Continuing an asset disposal plan that aims to sell off as much as $11 billion worth of real estate by the end of 2019, HNA Infrastructure Investment Group, an affiliate of the troubled mainland transportation conglomerate, this week announced that it is selling a Shenzhen property for RMB 1.39 billion ($200 million).
The disposal of the 143,300 square metre (1,542,468 square foot) Shenzhen Haihang City project was announced by HNA Infrastructure to the Shanghai Exchange in a statement which specified the buyer as Tianji Wealth Group, a local investment management firm.
Tianji Wealth Group had been reported in July as purchasing the project for RMB 1.6 billion, with the final sale price coming in at some RMB 215 million lower than had been reported three months ago. The Shenzhen-based firm had launched a RMB 1.6 billion private equity fund around the time of the Shenzhen Haihang City transaction first being reported, with the specific purpose of acquiring the asset.
The latest domestic disposal comes after HNA, which had debts listed at $96 billion at the end of June, put a list of 89 properties on the market in early October worth a total of $11 billion.

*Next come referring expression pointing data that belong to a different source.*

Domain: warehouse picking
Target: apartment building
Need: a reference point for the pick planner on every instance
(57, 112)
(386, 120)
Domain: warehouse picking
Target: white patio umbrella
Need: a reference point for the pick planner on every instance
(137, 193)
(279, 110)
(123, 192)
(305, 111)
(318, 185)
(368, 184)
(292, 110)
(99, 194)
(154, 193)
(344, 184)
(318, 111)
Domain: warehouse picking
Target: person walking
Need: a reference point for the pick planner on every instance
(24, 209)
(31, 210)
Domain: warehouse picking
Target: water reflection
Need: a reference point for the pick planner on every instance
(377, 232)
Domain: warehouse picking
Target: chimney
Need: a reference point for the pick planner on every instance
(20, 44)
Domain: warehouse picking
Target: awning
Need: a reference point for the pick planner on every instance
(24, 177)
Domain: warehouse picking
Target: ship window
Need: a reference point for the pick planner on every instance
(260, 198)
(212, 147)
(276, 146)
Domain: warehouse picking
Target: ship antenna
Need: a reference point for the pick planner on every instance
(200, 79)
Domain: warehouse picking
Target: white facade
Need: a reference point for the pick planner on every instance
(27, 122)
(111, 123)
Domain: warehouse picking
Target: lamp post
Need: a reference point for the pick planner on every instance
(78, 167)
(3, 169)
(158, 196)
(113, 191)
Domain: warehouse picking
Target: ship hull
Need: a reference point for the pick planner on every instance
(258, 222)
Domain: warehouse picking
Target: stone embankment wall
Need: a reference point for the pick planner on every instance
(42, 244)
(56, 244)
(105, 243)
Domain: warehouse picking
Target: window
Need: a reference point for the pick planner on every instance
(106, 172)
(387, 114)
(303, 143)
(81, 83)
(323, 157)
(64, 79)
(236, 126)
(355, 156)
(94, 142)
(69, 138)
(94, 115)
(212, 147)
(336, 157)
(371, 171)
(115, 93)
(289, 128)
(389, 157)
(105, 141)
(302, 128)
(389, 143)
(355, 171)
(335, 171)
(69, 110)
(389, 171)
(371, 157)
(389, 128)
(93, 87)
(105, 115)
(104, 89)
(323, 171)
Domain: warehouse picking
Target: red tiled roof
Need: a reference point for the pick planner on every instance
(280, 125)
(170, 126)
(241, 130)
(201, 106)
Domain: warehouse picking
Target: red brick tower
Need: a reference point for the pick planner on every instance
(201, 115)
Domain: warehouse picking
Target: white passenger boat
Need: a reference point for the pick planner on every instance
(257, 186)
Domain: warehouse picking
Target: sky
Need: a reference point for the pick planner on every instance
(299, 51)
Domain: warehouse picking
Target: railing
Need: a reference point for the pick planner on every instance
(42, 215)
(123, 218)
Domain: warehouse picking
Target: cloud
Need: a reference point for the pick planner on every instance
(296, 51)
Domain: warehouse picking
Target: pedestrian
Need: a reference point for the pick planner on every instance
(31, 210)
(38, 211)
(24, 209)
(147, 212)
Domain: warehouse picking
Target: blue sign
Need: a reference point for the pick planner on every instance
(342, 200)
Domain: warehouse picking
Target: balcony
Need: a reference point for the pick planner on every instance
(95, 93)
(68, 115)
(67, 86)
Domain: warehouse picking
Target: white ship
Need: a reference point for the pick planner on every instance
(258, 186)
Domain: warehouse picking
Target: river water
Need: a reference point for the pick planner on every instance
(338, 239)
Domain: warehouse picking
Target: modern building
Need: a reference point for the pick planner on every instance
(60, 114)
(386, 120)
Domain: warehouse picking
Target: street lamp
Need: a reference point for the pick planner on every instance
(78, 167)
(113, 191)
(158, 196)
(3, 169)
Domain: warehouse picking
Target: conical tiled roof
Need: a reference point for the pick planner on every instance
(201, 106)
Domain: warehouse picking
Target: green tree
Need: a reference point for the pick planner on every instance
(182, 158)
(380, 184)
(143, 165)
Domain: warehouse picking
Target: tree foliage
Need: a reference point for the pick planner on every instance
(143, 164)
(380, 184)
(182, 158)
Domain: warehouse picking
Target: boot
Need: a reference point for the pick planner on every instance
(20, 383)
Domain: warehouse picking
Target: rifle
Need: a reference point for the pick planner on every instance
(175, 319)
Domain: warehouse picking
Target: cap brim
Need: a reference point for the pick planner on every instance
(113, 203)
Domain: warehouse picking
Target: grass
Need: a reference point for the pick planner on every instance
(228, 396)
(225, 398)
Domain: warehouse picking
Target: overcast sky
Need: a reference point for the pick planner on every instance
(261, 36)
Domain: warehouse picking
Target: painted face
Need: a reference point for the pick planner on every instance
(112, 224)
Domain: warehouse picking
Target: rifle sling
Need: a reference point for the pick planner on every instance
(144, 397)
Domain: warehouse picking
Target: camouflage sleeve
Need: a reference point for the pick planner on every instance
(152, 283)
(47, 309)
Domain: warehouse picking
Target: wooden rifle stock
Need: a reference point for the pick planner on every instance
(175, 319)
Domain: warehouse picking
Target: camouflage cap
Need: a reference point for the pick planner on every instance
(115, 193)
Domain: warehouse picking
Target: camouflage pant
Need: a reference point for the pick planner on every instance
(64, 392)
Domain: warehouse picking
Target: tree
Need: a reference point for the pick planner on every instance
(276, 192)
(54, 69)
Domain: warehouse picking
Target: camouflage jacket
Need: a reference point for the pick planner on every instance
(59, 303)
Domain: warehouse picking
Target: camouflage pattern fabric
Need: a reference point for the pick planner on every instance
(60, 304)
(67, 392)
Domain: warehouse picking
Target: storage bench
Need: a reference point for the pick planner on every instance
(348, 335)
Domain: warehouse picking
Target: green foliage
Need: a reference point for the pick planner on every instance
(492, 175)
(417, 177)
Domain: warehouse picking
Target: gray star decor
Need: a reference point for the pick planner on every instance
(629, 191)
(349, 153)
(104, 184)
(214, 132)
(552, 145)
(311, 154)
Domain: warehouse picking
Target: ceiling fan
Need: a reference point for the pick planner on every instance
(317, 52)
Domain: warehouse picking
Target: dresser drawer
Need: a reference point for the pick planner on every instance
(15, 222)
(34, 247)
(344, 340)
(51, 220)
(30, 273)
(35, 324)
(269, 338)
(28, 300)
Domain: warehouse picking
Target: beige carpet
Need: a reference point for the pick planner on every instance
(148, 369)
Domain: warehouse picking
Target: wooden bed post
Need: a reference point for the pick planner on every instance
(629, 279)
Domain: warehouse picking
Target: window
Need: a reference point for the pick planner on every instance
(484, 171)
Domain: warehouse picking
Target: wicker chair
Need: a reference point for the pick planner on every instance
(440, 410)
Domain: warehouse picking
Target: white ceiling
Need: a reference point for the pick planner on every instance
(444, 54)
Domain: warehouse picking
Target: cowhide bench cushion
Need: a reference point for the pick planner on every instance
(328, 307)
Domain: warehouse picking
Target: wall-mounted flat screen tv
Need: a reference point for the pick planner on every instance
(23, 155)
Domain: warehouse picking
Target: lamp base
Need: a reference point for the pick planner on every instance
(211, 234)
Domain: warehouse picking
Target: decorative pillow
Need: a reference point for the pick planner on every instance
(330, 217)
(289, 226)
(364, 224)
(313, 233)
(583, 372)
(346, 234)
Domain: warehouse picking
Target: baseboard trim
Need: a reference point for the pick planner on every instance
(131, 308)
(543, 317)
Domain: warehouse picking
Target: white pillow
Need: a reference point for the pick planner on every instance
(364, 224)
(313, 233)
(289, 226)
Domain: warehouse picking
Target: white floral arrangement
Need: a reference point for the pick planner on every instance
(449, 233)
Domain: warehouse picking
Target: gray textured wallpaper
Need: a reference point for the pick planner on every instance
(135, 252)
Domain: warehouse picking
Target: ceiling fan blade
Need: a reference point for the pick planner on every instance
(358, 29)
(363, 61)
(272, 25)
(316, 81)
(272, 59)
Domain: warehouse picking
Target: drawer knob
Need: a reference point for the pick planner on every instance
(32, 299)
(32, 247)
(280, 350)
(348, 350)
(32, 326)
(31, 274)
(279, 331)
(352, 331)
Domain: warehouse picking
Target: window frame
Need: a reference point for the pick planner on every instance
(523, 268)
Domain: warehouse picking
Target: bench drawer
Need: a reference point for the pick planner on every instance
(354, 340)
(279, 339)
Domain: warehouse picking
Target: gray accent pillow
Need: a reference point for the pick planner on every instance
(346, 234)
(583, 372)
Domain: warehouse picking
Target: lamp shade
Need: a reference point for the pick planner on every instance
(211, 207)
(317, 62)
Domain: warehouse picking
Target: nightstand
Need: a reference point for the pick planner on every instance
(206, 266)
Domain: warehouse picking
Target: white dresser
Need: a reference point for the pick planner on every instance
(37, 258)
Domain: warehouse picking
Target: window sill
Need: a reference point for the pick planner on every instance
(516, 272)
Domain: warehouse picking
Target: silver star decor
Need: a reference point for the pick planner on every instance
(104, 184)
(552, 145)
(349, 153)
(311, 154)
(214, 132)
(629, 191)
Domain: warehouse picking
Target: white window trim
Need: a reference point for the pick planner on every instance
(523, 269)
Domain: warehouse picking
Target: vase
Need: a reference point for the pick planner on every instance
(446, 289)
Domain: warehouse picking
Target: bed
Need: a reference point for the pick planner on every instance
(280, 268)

HNA Closing Out Real Estate Holdings
“Real estate is now a non-core business for HNA, and a luxury which the company can no longer afford. Confronted with such massive debt, and strongly advised by Beijing, HNA seems willing to divest all such non-core assets, and all offshore assets as well,” said Brock Silvers, Managing Director at China-based Kaiyuan Capital.
In August this year, the Hainan-based company sold the site of its original headquarters, Wang Hai Technology Plaza in Haikou, to Tianjin-based developer Sunac China for RMB 981 million. Shortly after the disposal in its hometown, HNA was agreed to sell a Beijing office complex to China Vanke for RMB 1.29 billion. However, the transaction was rejected by its shareholders last week.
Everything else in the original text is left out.